My always reliable mole in high places has told me that South African Airways is about to introduce what is described as an ”unavoidable” 10% levy on all air tickets. This levy has become necessary in order to fund the lifestyle and management needs of SAA’s chief executive officer, Khaya Ngqula, and also to pay for all future enormous double-page SAA apologies in the Sunday newspapers.
The 10% levy is to be introduced in affirmation of the unconditional support and succour afforded Ngqula by the Minister of Public Enterprises, The Honourable Alec Erwin. As we now know, the SAA strike cost the airline nearly a billion rand, all but crippled the schedules of a rash of other airlines, totally fucked up the plans and concerns of thousands upon thousands of paying SAA passengers, cost them huge amounts of money and dealt a formidable blow to SAA’s public relations.
In last weekend’s Sunday Independent, Erwin described this whole shameless SAA fiasco thus: ”What was happening was the real, live experiences of a maturing industrial relations system.” As we choked back our tears, we read on: ”I hope this searing experience of solidarity will release a collective energy of renewing and building a valuable and proud enterprise.”
And there we were, thinking Alec was never a wizard with words. But he did run smack out of superlatives when he described Ngqula’s brilliant management of both SAA and the strike. What speaks louder than words is the rumoured new deal that has hastily been struck, so as to keep Ngqula in place and ”cooking”.

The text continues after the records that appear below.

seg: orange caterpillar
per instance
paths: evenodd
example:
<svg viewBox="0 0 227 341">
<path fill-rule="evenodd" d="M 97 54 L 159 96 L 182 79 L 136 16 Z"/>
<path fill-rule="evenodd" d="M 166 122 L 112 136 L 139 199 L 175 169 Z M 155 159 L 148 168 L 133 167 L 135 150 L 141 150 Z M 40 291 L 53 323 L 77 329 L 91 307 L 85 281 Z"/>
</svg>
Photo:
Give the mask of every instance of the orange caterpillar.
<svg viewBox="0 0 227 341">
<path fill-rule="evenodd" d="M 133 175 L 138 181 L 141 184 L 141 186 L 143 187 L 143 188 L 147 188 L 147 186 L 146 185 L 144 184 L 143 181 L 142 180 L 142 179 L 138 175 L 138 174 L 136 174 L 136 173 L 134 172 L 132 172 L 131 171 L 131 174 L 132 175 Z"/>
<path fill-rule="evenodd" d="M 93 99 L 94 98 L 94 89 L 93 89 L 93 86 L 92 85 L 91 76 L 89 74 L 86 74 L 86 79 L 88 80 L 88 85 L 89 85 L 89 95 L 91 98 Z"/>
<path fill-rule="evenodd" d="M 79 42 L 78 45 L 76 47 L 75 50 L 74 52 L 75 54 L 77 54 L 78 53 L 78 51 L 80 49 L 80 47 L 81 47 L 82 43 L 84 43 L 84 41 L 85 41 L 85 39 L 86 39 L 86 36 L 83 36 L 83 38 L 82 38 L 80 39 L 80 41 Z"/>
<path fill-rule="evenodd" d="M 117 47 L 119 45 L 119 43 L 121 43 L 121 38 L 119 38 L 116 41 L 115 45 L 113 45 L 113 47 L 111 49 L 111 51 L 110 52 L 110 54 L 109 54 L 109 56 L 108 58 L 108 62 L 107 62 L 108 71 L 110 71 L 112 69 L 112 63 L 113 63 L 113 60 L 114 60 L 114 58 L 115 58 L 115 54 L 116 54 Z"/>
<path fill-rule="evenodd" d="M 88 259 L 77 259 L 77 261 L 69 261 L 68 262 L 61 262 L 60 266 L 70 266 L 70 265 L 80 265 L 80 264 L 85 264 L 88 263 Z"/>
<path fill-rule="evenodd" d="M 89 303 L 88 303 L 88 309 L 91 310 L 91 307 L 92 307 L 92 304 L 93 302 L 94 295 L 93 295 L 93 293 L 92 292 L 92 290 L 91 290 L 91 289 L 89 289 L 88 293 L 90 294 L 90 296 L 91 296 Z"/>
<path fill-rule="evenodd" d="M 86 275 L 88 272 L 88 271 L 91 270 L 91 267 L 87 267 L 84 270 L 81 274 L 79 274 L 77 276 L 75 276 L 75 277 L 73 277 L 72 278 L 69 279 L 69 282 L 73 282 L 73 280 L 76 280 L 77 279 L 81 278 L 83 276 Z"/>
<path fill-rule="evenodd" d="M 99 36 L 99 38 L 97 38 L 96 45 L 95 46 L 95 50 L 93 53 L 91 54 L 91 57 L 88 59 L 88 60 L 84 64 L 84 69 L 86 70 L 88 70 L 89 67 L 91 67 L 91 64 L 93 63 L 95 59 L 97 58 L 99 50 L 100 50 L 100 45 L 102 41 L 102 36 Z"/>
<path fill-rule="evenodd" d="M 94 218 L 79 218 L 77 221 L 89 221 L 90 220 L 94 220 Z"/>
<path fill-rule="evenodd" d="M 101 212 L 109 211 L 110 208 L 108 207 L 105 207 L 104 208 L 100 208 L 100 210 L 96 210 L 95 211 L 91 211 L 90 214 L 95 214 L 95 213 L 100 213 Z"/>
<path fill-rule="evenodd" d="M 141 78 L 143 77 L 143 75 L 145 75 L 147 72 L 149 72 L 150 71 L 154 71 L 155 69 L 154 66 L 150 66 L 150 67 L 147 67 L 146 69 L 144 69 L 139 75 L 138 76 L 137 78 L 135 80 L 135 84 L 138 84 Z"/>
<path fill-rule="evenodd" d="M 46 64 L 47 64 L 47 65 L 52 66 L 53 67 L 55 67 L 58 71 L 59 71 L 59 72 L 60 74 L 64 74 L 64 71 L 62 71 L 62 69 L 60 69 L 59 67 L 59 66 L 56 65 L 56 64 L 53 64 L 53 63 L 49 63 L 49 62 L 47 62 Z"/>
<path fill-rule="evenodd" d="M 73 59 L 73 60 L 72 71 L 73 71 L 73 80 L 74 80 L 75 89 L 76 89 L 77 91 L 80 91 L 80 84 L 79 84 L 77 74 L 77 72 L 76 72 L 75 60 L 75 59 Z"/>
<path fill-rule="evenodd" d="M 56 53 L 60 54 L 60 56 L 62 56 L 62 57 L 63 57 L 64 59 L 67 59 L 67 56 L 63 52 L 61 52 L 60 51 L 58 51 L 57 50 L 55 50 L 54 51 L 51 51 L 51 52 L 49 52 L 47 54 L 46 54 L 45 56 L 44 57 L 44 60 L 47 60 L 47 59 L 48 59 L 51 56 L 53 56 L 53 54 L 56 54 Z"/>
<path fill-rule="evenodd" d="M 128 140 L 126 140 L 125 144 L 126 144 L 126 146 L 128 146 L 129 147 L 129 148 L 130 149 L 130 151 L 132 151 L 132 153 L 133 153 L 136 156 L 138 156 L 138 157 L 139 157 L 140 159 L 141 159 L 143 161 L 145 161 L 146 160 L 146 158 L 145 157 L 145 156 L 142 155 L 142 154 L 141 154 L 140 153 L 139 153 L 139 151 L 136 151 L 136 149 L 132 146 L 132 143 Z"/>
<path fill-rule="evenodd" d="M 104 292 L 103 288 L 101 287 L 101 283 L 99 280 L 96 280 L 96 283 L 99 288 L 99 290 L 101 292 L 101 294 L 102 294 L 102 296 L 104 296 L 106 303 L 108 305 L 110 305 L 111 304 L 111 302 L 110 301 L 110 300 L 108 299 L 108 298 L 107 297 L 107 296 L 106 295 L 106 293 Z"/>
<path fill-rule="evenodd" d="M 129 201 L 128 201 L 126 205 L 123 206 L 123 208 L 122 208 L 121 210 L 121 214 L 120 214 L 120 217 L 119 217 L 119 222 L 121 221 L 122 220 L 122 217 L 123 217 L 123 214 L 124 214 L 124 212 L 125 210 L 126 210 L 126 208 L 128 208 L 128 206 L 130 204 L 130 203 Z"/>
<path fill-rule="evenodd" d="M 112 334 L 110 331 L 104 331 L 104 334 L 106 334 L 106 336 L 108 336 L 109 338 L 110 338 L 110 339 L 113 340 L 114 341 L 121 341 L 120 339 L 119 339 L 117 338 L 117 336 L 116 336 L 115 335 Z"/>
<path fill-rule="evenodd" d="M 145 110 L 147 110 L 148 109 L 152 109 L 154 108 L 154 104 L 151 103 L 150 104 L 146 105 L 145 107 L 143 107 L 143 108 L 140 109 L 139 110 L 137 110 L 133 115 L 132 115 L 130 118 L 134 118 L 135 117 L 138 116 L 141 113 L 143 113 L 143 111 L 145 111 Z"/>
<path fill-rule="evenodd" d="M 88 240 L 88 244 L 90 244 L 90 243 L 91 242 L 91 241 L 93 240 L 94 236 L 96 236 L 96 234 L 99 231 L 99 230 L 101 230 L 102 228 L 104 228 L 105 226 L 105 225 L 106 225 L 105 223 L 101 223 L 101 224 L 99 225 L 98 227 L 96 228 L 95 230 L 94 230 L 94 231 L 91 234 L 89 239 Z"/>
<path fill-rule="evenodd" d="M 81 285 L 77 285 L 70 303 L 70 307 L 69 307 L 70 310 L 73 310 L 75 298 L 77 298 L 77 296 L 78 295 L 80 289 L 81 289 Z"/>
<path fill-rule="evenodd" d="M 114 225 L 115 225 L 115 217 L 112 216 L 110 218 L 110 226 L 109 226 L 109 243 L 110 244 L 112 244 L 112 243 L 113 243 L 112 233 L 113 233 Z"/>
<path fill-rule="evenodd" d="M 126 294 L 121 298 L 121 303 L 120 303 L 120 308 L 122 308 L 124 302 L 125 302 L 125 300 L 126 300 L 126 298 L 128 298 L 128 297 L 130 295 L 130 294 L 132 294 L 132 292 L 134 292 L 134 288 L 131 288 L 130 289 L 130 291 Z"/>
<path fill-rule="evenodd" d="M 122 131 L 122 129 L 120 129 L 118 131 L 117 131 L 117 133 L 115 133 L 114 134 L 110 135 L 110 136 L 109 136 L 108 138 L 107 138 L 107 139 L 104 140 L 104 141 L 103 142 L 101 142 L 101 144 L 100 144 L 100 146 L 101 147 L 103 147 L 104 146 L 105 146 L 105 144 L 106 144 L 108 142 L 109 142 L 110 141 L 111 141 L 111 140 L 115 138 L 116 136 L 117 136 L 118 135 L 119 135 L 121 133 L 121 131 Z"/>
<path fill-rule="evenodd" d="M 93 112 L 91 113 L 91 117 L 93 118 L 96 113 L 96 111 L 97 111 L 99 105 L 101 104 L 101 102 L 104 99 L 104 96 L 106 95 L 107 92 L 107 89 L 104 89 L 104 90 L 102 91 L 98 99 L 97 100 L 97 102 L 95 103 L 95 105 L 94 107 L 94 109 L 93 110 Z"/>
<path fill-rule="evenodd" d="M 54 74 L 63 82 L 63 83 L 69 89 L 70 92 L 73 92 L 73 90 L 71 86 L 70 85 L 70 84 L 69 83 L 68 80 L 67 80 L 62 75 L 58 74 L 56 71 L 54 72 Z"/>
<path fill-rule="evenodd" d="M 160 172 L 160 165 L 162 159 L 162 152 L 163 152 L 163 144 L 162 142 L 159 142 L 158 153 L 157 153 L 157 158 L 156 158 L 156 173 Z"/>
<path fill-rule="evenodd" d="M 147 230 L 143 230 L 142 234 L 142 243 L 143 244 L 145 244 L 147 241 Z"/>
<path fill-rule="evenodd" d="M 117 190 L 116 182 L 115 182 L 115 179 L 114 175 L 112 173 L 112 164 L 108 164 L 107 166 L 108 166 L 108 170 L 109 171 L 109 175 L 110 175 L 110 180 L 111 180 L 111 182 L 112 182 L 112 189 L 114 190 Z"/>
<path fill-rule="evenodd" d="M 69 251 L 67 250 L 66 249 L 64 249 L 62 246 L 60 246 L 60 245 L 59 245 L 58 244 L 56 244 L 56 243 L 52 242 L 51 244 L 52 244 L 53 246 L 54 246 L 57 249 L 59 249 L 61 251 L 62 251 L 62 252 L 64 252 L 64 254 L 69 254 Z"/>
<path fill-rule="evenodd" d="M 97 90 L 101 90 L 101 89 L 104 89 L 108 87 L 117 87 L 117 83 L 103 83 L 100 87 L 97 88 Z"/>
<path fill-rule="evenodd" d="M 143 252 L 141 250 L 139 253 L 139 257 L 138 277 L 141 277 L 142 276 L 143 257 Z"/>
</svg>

The 10% levy on SAA tickets will be used wisely. As Ngqula is far too esteemed a figure to waste his precious time on tedious road trips around Gauteng, a permanent helicopter service is to be laid on for him. The helicopter, chartered at a clearance-sale discount of only R11 500 an hour, will be on permanent standby should Ngqula need to get to any SAA golf tournaments or affluent game-reserve accommodation without wasting his invaluable time.
During the first months of his CEO tenure, Ngqula spent a meagre R500 000 on bringing more efficiency to his job. It has now been agreed that much greater funds need to be allocated to these ends. The 10% levy on all SAA tickets will be welcomed by the several dozen airheads who have remained faithful SAA customers. Keeping Ngqula in the lap of luxury will not only improve SAA’s already phenomenal services but also promote many more ”searing experiences” for Minister Erwin to glorify.
In future, Ngqula will be allowed to pull SAA aircraft out of service should he need them for his personal use on internal routes. Stranded passengers will be given free tea and biscuits and accommodated on Nationwide or British Airways.
On future overseas flights, Ngqula will be allowed to commandeer the entire first-class section of any SAA aircraft so as to make sure that he is properly rested and stress-free when he reaches his destinations.
When it comes to shorter overseas travel distances, Ngqula will again commission private airliners to fly him from destination to destination, thus sparing him exposure to the dangerous germs that attend ordinary air travel. SAA cannot afford to have its inspirational leader brought down by some low-grade passenger virus.
In order to allow Ngqula to keep his management virtuosity at the sensational full strength so valued by ministerial praise-singer Erwin, special office arrangements have been made. Two floors of the SAA head offices are being revamped. An imported Swedish sauna suite is being installed. Three highly trained teenage Indonesian female masseurs will be on call, as will a standby team of Danish blondes. In a heated swimming pool, Ngqula will be able to sear to his heart’s content as he thinks up new ideas to make SAA the stunning success Minister Erwin so admires. Total costs of these alterations and additions are estimated to be in the region of R130-million.
To further preserve his incredible administrative strengths, Ngqula will only be expected to attend his offices three times a week and for no more than three consecutive hours. A special team of upper SAA management will be on standby to handle matters such as strikes by pilots and other unnecessary but troublemaking airline staff.
The luxury company house previously used by the airline’s CEOs has proved inadequate to Ngqula’s style and needs. A new and larger mansion is being acquired with parking for 175 cars, a heliport, grass tennis courts, bowling alleys, a partitioned seven-hectare landscaped garden, indoor swimming baths and many other attractions such as snooker tables, a private movie theatre, several theme bars and a Hustler retrospective.
When he’s overseas promoting SAA as the leading airline it is becoming under his electrifying leadership, Ngqula will continue to stay only in suites at hotels which adequately reflect his elevated status — the Dorchester or Savoy in London, the Sherry Netherland or Park Lane in New York.
Ngqula’s contract will be extended for another seven years with 20% increases built in to his current annual salary.
As I say, this might just be more malicious media rumour. If so, why does it sound so believable?